Seems that the government have got the big internet companies to agree to support a closer watch on child pornography and Google have made a moderate commitment to identify and remove illegal content.

So are we all now on the same level? Do we all agree that pornography is bad and should be banned?

No, far from it and to be honest that’s probably not the best end result anyway. Why?….well it’s complicated!

Firstly it’s a massive issue…

According to some estimates, 30% of all internet bandwidth is used to transfer porn. Each month, porn sites get more visitors than Amazon, Twitter and Netflix combined amounting to some 450 million different hits.

Secondly it is pretty obvious that serious porn is available and accessible free of charge so very easily today on the computer and on the phone bringing it into the world of our children and young people. Sexting is also becoming a real concern among kids as early as late primary school.

Thirdly the research evidence does not show clearly that porn is bad, in fact certain studies seem to say that use of pornography can reduce the likelihood of people with certain tendencies from committing sexually violent acts.

So how do we even think about this?

 It is not healthy for our kids!

As a children’s and young people’s organisation the first thing we’ve got to say is that whether it’s the sex industry or the April Jones story or the struggle of lust faced by so many young men, pornography simply isn’t something that is adding value to young people’s lives, in fact it seems that it contributes to the opposite.
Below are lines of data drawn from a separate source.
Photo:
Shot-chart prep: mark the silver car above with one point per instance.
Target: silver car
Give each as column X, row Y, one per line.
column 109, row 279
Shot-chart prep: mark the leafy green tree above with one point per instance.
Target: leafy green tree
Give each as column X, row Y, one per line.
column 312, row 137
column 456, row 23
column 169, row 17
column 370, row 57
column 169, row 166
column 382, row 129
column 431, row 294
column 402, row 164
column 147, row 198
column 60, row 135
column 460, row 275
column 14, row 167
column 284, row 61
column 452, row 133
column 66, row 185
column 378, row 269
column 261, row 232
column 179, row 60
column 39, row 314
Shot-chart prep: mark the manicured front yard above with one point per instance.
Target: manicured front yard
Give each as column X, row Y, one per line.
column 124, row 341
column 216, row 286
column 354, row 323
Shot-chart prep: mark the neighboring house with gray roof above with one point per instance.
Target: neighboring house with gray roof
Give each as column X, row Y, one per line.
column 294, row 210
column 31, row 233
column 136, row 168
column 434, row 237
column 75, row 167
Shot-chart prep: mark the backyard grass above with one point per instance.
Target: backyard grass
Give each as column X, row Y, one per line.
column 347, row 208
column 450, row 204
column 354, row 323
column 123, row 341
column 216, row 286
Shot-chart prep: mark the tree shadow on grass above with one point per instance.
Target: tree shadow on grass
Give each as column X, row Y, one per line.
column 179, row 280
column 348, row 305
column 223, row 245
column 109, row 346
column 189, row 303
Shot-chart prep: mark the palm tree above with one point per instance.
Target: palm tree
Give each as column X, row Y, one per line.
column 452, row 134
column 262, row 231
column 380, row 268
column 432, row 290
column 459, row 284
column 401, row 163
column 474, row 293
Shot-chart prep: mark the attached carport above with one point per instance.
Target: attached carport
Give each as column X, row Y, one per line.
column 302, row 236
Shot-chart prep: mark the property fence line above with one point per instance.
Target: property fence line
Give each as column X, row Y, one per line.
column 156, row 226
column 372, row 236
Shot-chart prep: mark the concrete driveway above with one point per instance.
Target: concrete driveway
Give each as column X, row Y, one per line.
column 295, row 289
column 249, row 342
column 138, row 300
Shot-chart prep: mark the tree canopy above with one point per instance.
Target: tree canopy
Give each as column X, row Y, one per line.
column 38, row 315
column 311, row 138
If something reduces the potential in a young life and beckons addiction….we will fight it!

How do we act if we can’t totally prove it?

It’s important that we listen and acknowledge other voices of reason that present evidence against banning pornography. Yet it is also important that we decide what we wish as the values and morals in our society and what we accept as reasonable influences on our children as they grow up into adults. Regardless of the evidence there is something valid here about the Scotland we wish to shape for our children. There are also some very strong research pieces out there…see this post from the Observer in June 2013.
“Two weeks ago, the children’s commissioner for England, an independent body that has been carrying out an in-depth two-year inquiry into the exploitation of children by gangs and groups, published a report summarising the current research on porn.
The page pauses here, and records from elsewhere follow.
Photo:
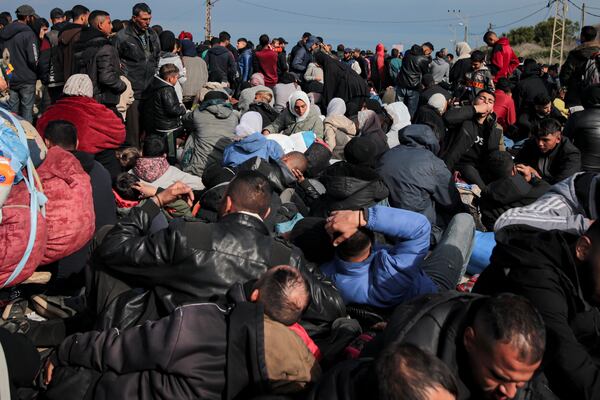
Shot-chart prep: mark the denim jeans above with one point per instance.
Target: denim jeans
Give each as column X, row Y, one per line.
column 448, row 261
column 21, row 101
column 410, row 98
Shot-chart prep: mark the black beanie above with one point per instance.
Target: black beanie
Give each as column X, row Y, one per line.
column 215, row 95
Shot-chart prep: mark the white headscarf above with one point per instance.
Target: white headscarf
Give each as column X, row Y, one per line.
column 294, row 97
column 336, row 106
column 250, row 123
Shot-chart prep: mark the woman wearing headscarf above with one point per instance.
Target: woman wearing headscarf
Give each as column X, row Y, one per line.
column 462, row 64
column 338, row 128
column 250, row 142
column 378, row 70
column 168, row 55
column 99, row 130
column 342, row 82
column 298, row 117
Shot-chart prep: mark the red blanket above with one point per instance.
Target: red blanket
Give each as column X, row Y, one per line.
column 98, row 128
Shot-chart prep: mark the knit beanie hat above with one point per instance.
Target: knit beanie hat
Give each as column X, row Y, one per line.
column 438, row 101
column 79, row 85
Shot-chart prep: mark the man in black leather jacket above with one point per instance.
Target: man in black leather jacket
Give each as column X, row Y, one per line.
column 161, row 109
column 139, row 50
column 97, row 58
column 192, row 260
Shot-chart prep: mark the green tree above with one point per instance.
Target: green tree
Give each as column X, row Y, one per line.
column 543, row 31
column 523, row 34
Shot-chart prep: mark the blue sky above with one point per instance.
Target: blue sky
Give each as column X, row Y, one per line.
column 351, row 22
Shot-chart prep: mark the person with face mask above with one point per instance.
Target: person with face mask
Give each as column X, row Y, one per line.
column 473, row 135
column 162, row 111
column 22, row 44
column 558, row 271
column 548, row 155
column 300, row 116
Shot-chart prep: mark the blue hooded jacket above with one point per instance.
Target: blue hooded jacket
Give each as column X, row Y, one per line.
column 254, row 145
column 390, row 275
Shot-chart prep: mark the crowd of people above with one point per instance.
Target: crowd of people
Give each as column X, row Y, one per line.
column 219, row 221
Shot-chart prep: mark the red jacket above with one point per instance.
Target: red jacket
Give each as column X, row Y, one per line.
column 98, row 128
column 267, row 62
column 504, row 60
column 504, row 108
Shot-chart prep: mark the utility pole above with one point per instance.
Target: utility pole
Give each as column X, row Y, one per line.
column 558, row 31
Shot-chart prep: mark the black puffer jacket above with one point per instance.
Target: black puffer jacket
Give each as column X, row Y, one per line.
column 161, row 109
column 571, row 72
column 96, row 57
column 221, row 65
column 553, row 167
column 506, row 193
column 584, row 129
column 541, row 266
column 193, row 261
column 414, row 65
column 349, row 187
column 200, row 351
column 469, row 142
column 138, row 65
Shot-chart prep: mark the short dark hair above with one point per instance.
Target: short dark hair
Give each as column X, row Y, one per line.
column 62, row 133
column 589, row 33
column 96, row 14
column 139, row 8
column 123, row 186
column 154, row 146
column 276, row 287
column 542, row 99
column 488, row 34
column 224, row 36
column 405, row 372
column 545, row 127
column 251, row 191
column 79, row 10
column 500, row 165
column 478, row 56
column 512, row 319
column 167, row 70
column 263, row 40
column 355, row 244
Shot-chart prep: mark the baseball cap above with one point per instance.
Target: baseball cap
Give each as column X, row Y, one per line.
column 56, row 13
column 25, row 10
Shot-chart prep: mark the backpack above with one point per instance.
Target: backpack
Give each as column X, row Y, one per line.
column 591, row 71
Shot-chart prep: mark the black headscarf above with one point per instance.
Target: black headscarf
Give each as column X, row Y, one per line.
column 340, row 81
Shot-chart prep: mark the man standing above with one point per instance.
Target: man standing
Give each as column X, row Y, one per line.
column 21, row 42
column 503, row 60
column 222, row 66
column 69, row 35
column 571, row 73
column 100, row 61
column 414, row 66
column 138, row 49
column 266, row 61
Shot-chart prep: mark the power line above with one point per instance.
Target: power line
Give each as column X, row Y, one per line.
column 336, row 19
column 585, row 11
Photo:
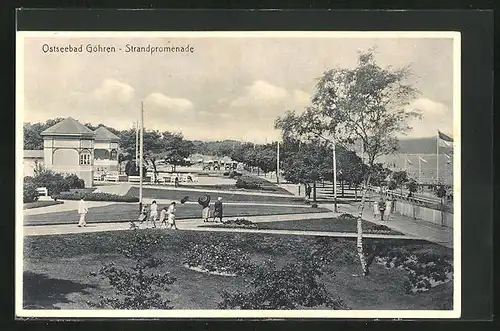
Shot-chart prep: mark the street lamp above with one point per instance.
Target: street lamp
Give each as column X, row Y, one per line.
column 141, row 151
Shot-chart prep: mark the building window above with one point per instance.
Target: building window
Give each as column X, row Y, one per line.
column 85, row 157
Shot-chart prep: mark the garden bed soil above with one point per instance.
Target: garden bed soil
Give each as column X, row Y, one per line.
column 57, row 268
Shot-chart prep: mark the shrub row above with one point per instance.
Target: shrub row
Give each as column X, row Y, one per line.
column 247, row 183
column 95, row 197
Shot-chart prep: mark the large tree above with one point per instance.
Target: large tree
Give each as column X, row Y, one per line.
column 367, row 105
column 305, row 163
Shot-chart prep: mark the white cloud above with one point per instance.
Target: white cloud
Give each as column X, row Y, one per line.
column 435, row 116
column 115, row 90
column 161, row 101
column 260, row 92
column 301, row 98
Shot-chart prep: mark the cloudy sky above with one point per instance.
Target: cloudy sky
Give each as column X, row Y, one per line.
column 227, row 88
Sue Berelowitz, the deputy commissioner, tells me that it was because porn kept on coming up in the evidence they were hearing.

“We identified a lot of young people who were doing things that it’s difficult to imagine they had dreamed up unless they had seen it somewhere. We had an 11-year-old girl who was raped by 10, 14- 15-year-old boys, for example, and one of them said in his witness statement to the police that it was like being in a porn film.”

The 40,000 research papers analysed by the report found “a correlation” between the viewing of pornographic material and those who carry out those violent acts.

“It’s also clear that children’s attitudes to sex and sexuality are being affected, sometimes at a very young age. This material is just a few clicks away. There might be parental controls on the computer at home, but it’s right there on their phones. And it’s affecting them. We’re seeing that.”

Even beyond the evidence we can make our judgements from the stories we hear from our children, from their use of phone technology and from the creeping ‘normalisation’ of the content of lads magazines on our  newsagents bottom shelves. It is very important that just because something is not proved 100% we do not sit back and do nothing!

Is it a ban we want?

No, because in our society we do need to allow room for individuals to make their own choices if they don’t affect others and even if some of those choices seem unhealthy to the rest of us.

However we do want to open a more honest debate and understanding about the proliferation and accessibility of porn on our internet and phones particularly on behalf of our children and young people. We need to further explore the early indicators that can lead to aggression and violence and their association with the use of porn.

We want parents to take greater responsibility and just a little time to monitor what their children watch and access on the computer and on their phone.

We want men, caught up in a private battle of addiction to pornography, to feel able to share the problem with another, to seek help and to work to free themselves from this hold.

We want our boys, who already so often lack those positive male role models in their lives, to develop a healthy respect for women and to avoid seeing them as sex objects.  All young people though need positive role models in and out of their family.

But above all each of us needs to decide whether we want a Scotland that reflects a set of values and morals that can shape and forge young people who we will be proud of, with integrity, respect for others and a healthy understanding of what’s right and wrong.

In the light of the values that we wish to see in Scottish society how then do we feel about the invasive nature of the porn industry? How then do we judge what we want our children exposed to?

Part of this journey for us parents is the need for our generation to raise our own awareness of how immediate access to porn can be for our children.

Let’s shape our kids future here in Scotland on the basis of a set of values and morals that we choose rather than letting a greedy global industry invade our technology and impose their version on us!